Eaton Vance Plans Active ETMFs

Eaton Vance plans to adapt existing mutual fund products into active exchange traded managed funds as a way to sidestep the daily disclosure rules associated with ETFs and protect their secret sauce.

The money manager has filed with the Securities and Exchange Commission to create the new ETMF structure, and if approved, the firm will launch 15 to 20 ETMFs that mirror existing mutual funds, reports Mariana Lemann for Ignites. [Eaton Vance Proposes New Active ETF Structure]

“The primary advantage of ETMFs is that its structure is consistent with how most active managers like to manage money. This would not require the same level of transparency of holdings,” Thomas Faust, chairman and CEO of Eaton Vance, said in the article. “Anything you can do in a mutual fund you can do in an ETMF.”
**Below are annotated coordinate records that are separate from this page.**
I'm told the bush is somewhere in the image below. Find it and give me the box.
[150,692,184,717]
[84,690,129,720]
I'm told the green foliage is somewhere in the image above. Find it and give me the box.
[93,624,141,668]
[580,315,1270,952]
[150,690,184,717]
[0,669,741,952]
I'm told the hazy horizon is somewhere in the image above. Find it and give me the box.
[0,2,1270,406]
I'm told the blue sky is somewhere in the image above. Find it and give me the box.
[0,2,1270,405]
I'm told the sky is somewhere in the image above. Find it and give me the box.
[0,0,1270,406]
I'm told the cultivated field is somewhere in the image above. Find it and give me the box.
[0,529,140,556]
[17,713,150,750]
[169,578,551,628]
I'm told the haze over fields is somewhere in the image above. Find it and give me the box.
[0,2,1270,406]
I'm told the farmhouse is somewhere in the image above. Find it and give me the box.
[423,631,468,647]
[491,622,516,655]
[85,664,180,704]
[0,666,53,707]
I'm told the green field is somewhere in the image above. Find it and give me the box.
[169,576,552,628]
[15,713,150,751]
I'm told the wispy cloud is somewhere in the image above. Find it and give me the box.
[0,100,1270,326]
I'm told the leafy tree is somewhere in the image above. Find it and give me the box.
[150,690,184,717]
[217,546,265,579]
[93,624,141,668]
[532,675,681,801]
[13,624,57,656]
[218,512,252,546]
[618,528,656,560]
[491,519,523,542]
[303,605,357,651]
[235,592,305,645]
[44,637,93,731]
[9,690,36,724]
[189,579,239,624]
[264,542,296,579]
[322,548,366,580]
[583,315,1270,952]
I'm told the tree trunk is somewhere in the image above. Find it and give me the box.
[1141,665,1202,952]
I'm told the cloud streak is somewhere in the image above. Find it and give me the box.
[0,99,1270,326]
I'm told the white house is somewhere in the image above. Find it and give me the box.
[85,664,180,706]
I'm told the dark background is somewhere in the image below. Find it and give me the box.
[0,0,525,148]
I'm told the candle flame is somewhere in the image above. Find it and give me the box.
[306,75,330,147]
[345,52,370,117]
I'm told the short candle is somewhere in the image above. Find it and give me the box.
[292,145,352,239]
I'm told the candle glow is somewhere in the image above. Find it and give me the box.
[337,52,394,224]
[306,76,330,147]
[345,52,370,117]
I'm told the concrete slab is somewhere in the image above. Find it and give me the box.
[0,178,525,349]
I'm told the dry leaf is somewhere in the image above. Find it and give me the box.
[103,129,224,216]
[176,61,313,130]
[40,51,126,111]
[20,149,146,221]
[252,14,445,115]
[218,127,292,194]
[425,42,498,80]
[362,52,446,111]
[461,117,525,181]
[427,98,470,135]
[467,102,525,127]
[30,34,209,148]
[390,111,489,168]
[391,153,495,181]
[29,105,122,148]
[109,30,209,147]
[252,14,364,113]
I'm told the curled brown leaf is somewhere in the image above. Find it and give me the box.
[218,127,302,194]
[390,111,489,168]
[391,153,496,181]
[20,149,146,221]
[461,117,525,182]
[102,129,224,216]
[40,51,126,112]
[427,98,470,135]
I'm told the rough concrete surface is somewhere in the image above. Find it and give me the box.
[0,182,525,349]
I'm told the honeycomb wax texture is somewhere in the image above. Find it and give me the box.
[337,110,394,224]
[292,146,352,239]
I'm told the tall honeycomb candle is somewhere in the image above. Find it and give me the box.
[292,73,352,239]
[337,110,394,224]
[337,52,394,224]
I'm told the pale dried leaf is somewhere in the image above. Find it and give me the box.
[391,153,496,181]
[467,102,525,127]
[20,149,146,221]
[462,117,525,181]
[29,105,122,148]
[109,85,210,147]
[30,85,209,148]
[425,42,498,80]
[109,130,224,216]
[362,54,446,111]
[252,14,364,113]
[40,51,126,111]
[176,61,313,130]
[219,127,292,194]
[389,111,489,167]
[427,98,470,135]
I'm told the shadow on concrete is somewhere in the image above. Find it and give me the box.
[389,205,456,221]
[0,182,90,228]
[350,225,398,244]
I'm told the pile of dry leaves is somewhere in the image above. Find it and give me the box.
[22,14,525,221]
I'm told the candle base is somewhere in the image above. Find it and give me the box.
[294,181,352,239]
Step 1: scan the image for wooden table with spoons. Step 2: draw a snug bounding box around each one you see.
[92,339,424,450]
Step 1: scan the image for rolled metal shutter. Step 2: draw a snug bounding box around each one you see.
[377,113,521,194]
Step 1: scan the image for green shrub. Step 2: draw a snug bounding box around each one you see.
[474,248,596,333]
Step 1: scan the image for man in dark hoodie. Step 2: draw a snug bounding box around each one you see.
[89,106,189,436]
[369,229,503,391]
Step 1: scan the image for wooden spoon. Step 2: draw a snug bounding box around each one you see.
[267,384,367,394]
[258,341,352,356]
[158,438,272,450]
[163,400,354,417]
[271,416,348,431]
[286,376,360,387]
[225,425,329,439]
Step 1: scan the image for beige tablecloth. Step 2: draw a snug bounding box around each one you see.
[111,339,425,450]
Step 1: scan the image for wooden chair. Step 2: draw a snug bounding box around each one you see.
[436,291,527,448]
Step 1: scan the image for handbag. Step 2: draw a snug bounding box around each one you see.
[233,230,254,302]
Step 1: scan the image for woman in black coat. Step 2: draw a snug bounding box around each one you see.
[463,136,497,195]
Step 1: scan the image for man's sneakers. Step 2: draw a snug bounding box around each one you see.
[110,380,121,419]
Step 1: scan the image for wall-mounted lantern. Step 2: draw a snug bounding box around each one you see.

However, the ETMF structure will still come with low costs and tax efficiencies that ETFs are known for. ETMFs will have comparable expense ratios to institutional shares of active mutual funds, minus 10 to 25 basis points.

“We expect them to be cheaper in terms of expense ratios than the lowest-cost actively managed mutual funds, but not as low cost as passive strategies,” Faust said.

The major difference between ETFs and ETMFs will be in the way they trade. ETMFs will be linked to a fund’s net asset value, which is determined at the end of each day – this method of “NAV-based trading” was first developed by Gary Gastineau, the principal at ETF Consultants.